Boeing tries to stem 787 doubts
Published 11:04 pm Wednesday, September 5, 2007
EVERETT — On Wednesday, the Boeing Co. put to rest rumors about its 787 jet.
Yes, the Dreamliner’s first flight has been pushed back to mid-November or mid-December. And, no, the Boeing Co. doesn’t expect to delay the first 787 delivery to Japan’s All Nippon Airways next May.
“Right now we don’t see this translating into delays,” said Mike Bair, vice president of Boeing’s 787 program. “The most important thing is to deliver the airplane on time.”
Despite lingering doubts among analysts, Bair’s and Boeing’s answers sufficiently satisfied investors. The company’s stock dipped only slightly Wednesday, down 8 cents to close at $95.84.
Paul Nisbet, an analyst with JSA Research in Rhode Island, pointed to Boeing’s stock as an indication that the news of a flight delay neither surprised nor upset investors.
However, he said, should additional delays crop up, Boeing’s stock may take a beating. That’s a situation to which Boeing’s rival Airbus can attest. The European planemaker pushed back deliveries of its A380 superjumbo jet by an average of two years due to problems with the plane’s wiring. “Airbus has lost billions on the A380,” Nisbet said.
So far, wiring isn’t the culprit in the Dreamliner’s delay, Boeing officials say.
The cause of Boeing’s delay is two-fold, said Scott Carson, president of Boeing Commercial Airplanes. The company is dealing with systems integration issues as well as problems finishing up incomplete assemblies shipped by suppliers.
For the 787, Boeing is relying on a chain of global partners to provide major sections fully “stuffed” with wiring and ready to be snapped together in Everett. The company previously had announced that many of the assemblies for the first 787 arrived without wiring and systems installed. On Wednesday, however, Boeing’s Bair elaborated on the issues created by having those unfinished pieces “travel” to Everett.
Due to a worldwide shortage of fasteners, suppliers were forced to install temporary ones before shipping the assemblies to Boeing. Workers in Everett got stuck trying to sort out the permanent from the temporary fasteners. The documentation from suppliers hasn’t always matched the problem, Bair said.
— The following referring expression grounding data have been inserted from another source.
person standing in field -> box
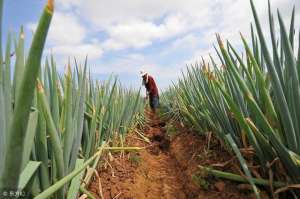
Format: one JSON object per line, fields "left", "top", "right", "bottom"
{"left": 140, "top": 71, "right": 159, "bottom": 113}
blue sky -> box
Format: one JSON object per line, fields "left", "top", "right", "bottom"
{"left": 3, "top": 0, "right": 299, "bottom": 91}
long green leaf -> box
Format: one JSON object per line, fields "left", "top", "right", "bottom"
{"left": 18, "top": 161, "right": 41, "bottom": 190}
{"left": 22, "top": 110, "right": 39, "bottom": 169}
{"left": 67, "top": 159, "right": 84, "bottom": 199}
{"left": 0, "top": 1, "right": 53, "bottom": 189}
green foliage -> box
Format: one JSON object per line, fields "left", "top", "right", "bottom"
{"left": 163, "top": 0, "right": 300, "bottom": 189}
{"left": 0, "top": 0, "right": 144, "bottom": 198}
{"left": 129, "top": 153, "right": 142, "bottom": 166}
{"left": 191, "top": 173, "right": 210, "bottom": 190}
{"left": 0, "top": 0, "right": 54, "bottom": 190}
{"left": 165, "top": 122, "right": 178, "bottom": 139}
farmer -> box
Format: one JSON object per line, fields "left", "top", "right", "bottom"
{"left": 140, "top": 71, "right": 159, "bottom": 113}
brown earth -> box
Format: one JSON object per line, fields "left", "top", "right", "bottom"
{"left": 86, "top": 113, "right": 261, "bottom": 199}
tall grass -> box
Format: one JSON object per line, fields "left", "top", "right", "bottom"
{"left": 162, "top": 0, "right": 300, "bottom": 191}
{"left": 0, "top": 0, "right": 144, "bottom": 198}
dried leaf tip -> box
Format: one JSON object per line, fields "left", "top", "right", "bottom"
{"left": 66, "top": 58, "right": 72, "bottom": 76}
{"left": 216, "top": 34, "right": 224, "bottom": 49}
{"left": 47, "top": 0, "right": 54, "bottom": 12}
{"left": 37, "top": 79, "right": 44, "bottom": 92}
{"left": 239, "top": 32, "right": 246, "bottom": 40}
{"left": 20, "top": 26, "right": 25, "bottom": 39}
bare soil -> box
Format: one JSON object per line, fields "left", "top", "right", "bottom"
{"left": 87, "top": 113, "right": 260, "bottom": 199}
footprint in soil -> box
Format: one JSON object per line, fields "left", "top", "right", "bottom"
{"left": 159, "top": 122, "right": 166, "bottom": 127}
{"left": 149, "top": 128, "right": 170, "bottom": 155}
{"left": 159, "top": 138, "right": 170, "bottom": 151}
{"left": 150, "top": 121, "right": 166, "bottom": 128}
On the first airplane, Boeing still needs to install about 700 permanent fasteners. Bair disputed reports that the composite structure of the 787 has been damaged in replacing the temporary fasteners with permanent ones.
Bair also downplayed accounts that Boeing’s rush to roll out its first 787 on July 8 contributed to the delay, saying the extent of the fastner shortage wasn’t anticipated.
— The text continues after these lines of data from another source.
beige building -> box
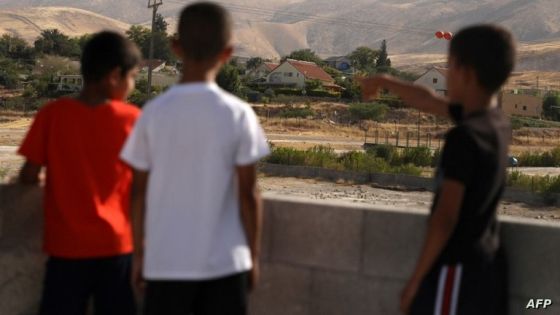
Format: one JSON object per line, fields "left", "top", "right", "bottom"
{"left": 500, "top": 93, "right": 542, "bottom": 118}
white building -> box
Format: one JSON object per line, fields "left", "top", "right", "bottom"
{"left": 414, "top": 67, "right": 447, "bottom": 96}
{"left": 56, "top": 74, "right": 83, "bottom": 92}
{"left": 267, "top": 59, "right": 341, "bottom": 92}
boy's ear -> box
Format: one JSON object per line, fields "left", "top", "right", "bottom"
{"left": 219, "top": 45, "right": 234, "bottom": 64}
{"left": 107, "top": 67, "right": 122, "bottom": 87}
{"left": 171, "top": 38, "right": 184, "bottom": 59}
To correct the problem with subassemblies, Boeing is pressing its suppliers to ship completed sections for future 787s. The aerospace company gave its partners the green light to ship components for the fatigue test plane because that plane requires no installed systems for testing. In doing so, Bair said, Boeing has freed up time for suppliers to finish fully their assemblies for the second airplane.
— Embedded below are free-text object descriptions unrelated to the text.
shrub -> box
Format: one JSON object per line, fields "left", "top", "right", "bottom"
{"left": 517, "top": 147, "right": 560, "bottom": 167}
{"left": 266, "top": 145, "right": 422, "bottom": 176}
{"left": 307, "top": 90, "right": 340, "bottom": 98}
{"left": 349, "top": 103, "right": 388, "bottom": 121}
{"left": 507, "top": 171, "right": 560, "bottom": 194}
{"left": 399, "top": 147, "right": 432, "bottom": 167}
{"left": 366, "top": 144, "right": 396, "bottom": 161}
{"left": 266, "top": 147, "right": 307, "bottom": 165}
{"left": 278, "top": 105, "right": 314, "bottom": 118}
“What we’re dealing with on airplane one is not an indication of what (the suppliers) are capable of,” Bair said. “I’ve got great confidence of how the follow-on airplanes are going to be.”
Boeing also is working with supplier Honeywell on software coding an issue that’s hindering systems integration on the Dreamliner.
The Chicago-based planemaker now anticipates flying the first 787 sometime between the middle of November to the middle of December. Originally, Boeing had hoped to have the Dreamliner in the air by late August. Last month, Boeing’s chief executive Jim McNerney had said the flight might not happen until October.
The first flight is crucial in that it triggers Boeing’s flight test program in which it proves to the Federal Aviation Administration the Dreamliner is safe to fly commercially. Boeing needs FAA certification before it delivers the first 787 next May. The company already had a shortened flight program compared to previous plane programs. It had 11 months for the 777, which included certifying three engine manufacturers.
With the delay, Boeing will have five to six months to flight test the 787.
“What we’re really doing is eating into the buffer,” Bair said.
Boeing intends to add in one 787 to flight test every few weeks until it has its first four test planes equipped with Rolls-Royce engines in the air an event Bair expects to see by the first part of 2008. Two more test airplanes with GE engines also will be added into the mix. Then the company will run flight tests essentially around the clock to log in the necessary hours and complete required testing.
Condensing the already narrow flight test window doesn’t leave Boeing much room, if any, to deal with problems that could pop up. That’s what has analyst Scott Hamilton, with Leeham Co., worried.
“I’m skeptical because there are just so many things that could go wrong,” Hamilton said.
How Boeing handles the “unknowns” will be key to whether the Dreamliner is delivered on time. However, even Boeing’s Carson suggested a slide in the delivery schedule of one to three months wouldn’t create significant troubles.
“It would have minimal financial impact for us in 2008,” he said.
Also on Wednesday, Boeing announced it had finalized an order from Russia’s Aeroflot for 22 Dreamliners. The $3.6 billion deal pushed the 787 over the 700 order mark. The previously publicized order was contingent on Aeroflot shareholder approval, which was granted Tuesday.
Boeing has received 258 orders for its Dreamliner this year. Since its launch, the 787 has picked up 706 orders from 48 airlines.